That’s also the philosophy that the disciples firmly held.  Upon seeing a man blind from birth, they were absolutely certain that the blindness was the result of someone’s sin; they just weren’t sure whether it was the sin of the blind man or his parents.  Christ’s answer— “neither this man nor his parents sinned”— must’ve stunned them.  Instead, God allowed this to happen so that Christ could heal him, and thereby “the work of God might be displayed.”  That is, this man was born blind so that Christ could heal him that day, where the entire episode would be included in John’s Gospel, in order that every generation of people may be reminded of who Christ is (i.e., the Son of God) and His power and love.    
Of course, nothing Jesus said that day nullifies the view that sin can cause sickness.  After all, Christ told an invalid man whom He just healed, “Stop sinning or something worse may happen to you” (Jn. 5:14).  But since finite humans cannot know why people get sick, we shouldn’t be so nosy to figure it out.  Instead, we should “mourn with those who mourn” (Rom. 12:15) and pray that “the sick person” will get “well” (James 5:15). 
Is there, then, no room to talk about why someone gets sick?  If you sincerely believe that there may be a spiritual cause, then pray that the sick person will bring it up first.  For that to transpire, it is imperative that what is taught in James 5:13-16 becomes part of our thought process.  Read it today when you are well so that if you ever get quite sick, you can ask whether an unrepentant heart is its root cause. If so, repent.  
Prayer: Dear God, I praise You for being such a kind and compassionate God.  While we are busy passing judgment under the rubric of being discerning, You are always defending and caring for us.  Help me not to sin, but when I do, prompt my heart to repent immediately.  Amen.  
Bible Reading for Today: Numbers 25

Lunch Break Study 

Read James 5: 13-16: Is anyone among you in trouble? Let them pray. Is anyone happy? Let them sing songs of praise. 14 Is anyone among you sick? Let them call the elders of the church to pray over them and anoint them with oil in the name of the Lord. 15 And the prayer offered in faith will make the sick person well; the Lord will raise them up. If they have sinned, they will be forgiven. 16 Therefore confess your sins to each other and pray for each other so that you may be healed. The prayer of a righteous person is powerful and effective.
Questions to Consider
1. What is the undeniable premise of this passage? 2. What should be part of our thought process when we find ourselves with an illness? 3. How should we respond to someone who has fallen sick?  Is there someone in your life who needs a visit from you?

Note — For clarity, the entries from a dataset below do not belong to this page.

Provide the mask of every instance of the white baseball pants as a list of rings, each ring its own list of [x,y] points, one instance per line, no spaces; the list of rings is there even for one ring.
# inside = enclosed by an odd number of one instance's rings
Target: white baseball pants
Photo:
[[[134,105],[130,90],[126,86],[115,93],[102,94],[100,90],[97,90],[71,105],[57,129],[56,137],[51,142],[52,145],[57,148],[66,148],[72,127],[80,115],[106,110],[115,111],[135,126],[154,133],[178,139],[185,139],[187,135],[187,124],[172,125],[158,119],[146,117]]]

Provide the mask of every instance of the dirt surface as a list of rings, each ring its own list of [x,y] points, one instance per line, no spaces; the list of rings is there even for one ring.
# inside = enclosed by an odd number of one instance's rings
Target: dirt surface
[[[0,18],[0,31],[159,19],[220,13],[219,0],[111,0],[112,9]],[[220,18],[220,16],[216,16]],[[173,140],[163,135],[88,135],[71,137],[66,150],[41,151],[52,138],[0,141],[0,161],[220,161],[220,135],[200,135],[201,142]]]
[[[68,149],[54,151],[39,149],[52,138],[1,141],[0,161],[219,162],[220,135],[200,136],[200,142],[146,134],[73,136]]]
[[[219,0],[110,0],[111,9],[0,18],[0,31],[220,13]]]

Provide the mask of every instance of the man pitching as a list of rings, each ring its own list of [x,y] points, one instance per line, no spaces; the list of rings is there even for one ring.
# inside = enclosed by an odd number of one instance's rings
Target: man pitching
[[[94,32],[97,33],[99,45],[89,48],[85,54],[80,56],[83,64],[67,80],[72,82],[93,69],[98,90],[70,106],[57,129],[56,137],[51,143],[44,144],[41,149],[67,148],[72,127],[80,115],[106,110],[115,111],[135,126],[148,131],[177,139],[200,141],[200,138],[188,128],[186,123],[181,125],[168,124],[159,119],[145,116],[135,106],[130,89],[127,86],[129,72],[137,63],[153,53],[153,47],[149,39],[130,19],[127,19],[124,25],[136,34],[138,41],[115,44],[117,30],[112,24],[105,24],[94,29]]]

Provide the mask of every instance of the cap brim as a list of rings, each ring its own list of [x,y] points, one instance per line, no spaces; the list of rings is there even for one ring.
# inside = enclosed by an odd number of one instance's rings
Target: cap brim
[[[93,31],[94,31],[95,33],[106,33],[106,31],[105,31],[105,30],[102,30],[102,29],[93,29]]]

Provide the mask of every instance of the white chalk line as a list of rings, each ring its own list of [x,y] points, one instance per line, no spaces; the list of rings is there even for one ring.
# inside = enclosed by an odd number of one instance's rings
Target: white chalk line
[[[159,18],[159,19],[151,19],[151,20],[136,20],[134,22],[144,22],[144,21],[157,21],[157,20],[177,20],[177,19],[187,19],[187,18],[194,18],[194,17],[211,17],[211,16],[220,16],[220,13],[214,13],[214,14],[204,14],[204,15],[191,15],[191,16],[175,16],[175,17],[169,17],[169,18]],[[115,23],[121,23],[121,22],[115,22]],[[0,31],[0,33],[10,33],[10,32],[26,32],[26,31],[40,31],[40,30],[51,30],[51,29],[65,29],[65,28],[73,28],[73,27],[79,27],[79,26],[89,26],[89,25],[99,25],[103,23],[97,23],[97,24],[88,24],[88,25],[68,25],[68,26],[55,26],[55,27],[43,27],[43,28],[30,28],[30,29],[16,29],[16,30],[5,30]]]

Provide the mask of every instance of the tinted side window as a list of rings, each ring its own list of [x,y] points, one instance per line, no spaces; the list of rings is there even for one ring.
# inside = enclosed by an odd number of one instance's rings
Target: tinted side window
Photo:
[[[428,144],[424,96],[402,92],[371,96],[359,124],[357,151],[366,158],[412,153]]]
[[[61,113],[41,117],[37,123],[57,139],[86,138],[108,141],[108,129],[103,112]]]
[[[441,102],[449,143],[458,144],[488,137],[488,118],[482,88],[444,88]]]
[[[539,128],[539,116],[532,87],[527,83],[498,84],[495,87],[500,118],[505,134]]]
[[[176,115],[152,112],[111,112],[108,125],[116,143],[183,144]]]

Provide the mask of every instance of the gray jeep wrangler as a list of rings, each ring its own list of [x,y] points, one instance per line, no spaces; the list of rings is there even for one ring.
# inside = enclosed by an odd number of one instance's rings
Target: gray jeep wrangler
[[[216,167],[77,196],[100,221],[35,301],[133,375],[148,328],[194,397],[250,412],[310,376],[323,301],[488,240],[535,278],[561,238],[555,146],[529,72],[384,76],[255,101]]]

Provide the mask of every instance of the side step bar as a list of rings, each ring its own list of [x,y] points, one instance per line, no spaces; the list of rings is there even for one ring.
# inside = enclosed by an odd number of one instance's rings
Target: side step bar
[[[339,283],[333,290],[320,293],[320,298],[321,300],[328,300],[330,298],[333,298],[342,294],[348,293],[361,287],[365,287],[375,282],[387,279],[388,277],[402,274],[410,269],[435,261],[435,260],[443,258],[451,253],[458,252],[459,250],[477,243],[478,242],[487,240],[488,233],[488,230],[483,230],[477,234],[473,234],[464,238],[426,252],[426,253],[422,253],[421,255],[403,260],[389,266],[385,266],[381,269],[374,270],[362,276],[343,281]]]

  1. While sin is not the cause of every sickness, it is in some cases; therefore, sin should not be automatically ruled out as a factor in one’s sickness.
  2. It is always insensitive for someone to tell a gravely ill person that this happened due to his or her sin.  I think it is better for the sick individual to ask God whether some unrecognized and/or unrepentant sin is responsible for the sickness.  If the person sincerely believes that that’s not the case, then I would leave that alone (at least at the moment).
  3. We pay a visit and pray for them.  And if the sick person wants to discuss the topic of why this happened, then we can read James 5:13-16, after which we may add, “The only person who can know whether your sickness is the result of sin is you; why don’t you, therefore, prayerfully think about it.  If there is nothing to it, then praise God.  We will continue to pray for your healing.”      

Evening Reflection

You probably know people who are sick right now.  Would you take a moment to pray that their health would improve?  Also, would you also pray, in the case that unrecognized sins are involved, that the sick person would pray, “Search me, God, and know my heart; test me and know my anxious thoughts?” (Ps. 139:23)?